Heading: whether tapper's conviction for touching merges with his conviction for sexual battery.

Text: ¶ 29. Double-jeopardy claims also are questions of law and are reviewed de novo. Brown v. State, 731 So.2d 595, 598 (Miss.1999); see also Deeds v. State, 27 So.3d 1135, 1139 (Miss.2009). ¶ 30. Tapper asserts, citing Friley v. State, 879 So.2d 1031, 1035 (Miss. 2004), that under Mississippi law, touching of a child for lustful purposes is a lesser-included offense of sexual battery with penetration, and therefore, the two offenses merge, making Tapper's conviction for count two of touching upon C.C. violative of the Double Jeopardy Clause of the United States Constitution. The State points out that, although this Court, in Friley, did find under the particular circumstances that molestation is a lesser-included offense of sexual battery and that [i]t is impossible to penetrate without touching, Friley, 879 So.2d at 1035, Tapper ignores the fact that it is possible to commit an unlawful touching without committing sexual battery. Sexual battery requires penetration, while unlawful touching does not. In today's case, the sexual-battery counts concern events separate from the unlawful-touching counts. There was testimony that Tapper had touched C.C. with both his finger and his penis, and evidence was presented showing penetration of C.C. As previously stated by this Court: Double jeopardy protects criminal defendants from being exposed to more than one prosecution for the same offense. It does not protect a defendant against different prosecutions for different offenses. Hughes v. State, 401 So.2d 1100 (Miss.1981).

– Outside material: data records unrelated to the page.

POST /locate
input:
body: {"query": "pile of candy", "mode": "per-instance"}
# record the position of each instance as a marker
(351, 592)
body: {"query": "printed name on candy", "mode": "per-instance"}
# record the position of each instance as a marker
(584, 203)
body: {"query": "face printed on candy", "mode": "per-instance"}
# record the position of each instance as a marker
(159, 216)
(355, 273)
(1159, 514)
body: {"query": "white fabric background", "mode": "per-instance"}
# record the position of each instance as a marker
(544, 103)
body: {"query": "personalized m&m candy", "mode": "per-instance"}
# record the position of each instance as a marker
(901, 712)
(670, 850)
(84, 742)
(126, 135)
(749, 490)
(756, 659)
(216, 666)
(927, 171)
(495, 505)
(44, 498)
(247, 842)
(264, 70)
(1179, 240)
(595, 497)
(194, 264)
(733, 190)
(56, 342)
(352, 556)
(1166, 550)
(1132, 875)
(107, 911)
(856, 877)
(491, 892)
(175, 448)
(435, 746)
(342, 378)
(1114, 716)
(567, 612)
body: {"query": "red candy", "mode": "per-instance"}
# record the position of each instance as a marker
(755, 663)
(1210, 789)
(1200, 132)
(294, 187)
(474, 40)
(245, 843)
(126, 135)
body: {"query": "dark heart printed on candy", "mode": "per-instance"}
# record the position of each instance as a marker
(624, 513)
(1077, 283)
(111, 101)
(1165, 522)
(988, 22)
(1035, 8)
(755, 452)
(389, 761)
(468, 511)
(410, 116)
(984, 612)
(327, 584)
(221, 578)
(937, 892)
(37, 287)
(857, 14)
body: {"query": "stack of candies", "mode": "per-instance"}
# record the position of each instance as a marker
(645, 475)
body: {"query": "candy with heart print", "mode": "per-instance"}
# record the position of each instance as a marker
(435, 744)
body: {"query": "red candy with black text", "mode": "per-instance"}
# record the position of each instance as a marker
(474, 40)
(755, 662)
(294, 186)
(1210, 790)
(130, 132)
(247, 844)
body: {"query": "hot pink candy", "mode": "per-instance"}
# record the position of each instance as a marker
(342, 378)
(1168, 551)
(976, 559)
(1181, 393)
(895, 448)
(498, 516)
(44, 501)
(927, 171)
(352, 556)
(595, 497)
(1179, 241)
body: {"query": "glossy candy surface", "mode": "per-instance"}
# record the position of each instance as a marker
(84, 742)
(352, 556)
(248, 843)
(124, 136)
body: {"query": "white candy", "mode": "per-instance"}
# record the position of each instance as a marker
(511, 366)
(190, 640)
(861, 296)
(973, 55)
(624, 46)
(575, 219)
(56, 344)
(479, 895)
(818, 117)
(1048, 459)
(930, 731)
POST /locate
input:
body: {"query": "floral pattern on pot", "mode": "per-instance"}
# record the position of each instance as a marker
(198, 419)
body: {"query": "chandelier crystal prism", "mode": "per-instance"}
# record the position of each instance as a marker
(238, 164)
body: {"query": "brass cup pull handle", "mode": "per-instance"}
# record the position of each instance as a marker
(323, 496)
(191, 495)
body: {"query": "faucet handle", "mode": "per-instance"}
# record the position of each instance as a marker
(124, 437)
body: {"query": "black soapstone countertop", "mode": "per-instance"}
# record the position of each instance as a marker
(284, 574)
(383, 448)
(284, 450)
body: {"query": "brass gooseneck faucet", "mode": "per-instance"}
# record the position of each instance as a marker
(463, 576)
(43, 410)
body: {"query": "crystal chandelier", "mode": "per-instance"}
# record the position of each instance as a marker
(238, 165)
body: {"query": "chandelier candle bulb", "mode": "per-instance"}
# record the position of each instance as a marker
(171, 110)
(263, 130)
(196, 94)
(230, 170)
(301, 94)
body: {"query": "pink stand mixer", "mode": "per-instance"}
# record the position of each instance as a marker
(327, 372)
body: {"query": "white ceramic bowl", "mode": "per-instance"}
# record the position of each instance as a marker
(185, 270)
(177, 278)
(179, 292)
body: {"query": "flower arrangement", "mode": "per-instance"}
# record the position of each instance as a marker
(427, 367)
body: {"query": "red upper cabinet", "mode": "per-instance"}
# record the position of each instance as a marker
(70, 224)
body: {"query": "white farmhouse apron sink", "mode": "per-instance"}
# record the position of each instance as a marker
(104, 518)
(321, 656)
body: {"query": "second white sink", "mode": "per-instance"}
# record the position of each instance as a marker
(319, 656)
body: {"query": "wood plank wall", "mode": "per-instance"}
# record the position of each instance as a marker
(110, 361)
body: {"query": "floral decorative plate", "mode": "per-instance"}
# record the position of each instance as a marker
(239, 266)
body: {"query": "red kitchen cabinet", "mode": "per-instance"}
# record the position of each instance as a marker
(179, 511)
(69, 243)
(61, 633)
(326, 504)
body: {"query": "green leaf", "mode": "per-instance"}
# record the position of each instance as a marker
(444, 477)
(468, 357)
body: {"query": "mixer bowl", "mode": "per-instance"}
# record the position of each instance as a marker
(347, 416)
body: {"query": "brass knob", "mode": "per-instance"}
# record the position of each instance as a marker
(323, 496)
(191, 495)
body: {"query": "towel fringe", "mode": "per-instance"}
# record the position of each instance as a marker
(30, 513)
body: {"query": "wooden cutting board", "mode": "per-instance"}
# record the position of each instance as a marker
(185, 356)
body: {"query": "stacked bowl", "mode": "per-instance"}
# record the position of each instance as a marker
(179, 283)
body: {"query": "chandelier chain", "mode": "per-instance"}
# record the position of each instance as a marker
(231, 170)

It is not a legal analog to some sort of blue light special where a defendant, by having the foresight or good fortune to commit the same crime or different crimes in close connection to each other, gets two or more offenses for the price of one. Wright v. State, 540 So.2d 1, 5 (Miss.1989); see also Ball v. State, 437 So.2d 423, 425 (Miss.1983) (Temporal proximity does not generate a juridical union of separate and distinct criminal acts, nor does the presence of a common nucleus of operative facts.). The evidence presented in today's case does not support Tapper's argument that his convictions for touching merge with his convictions for sexual battery. Thus, this issue is without merit.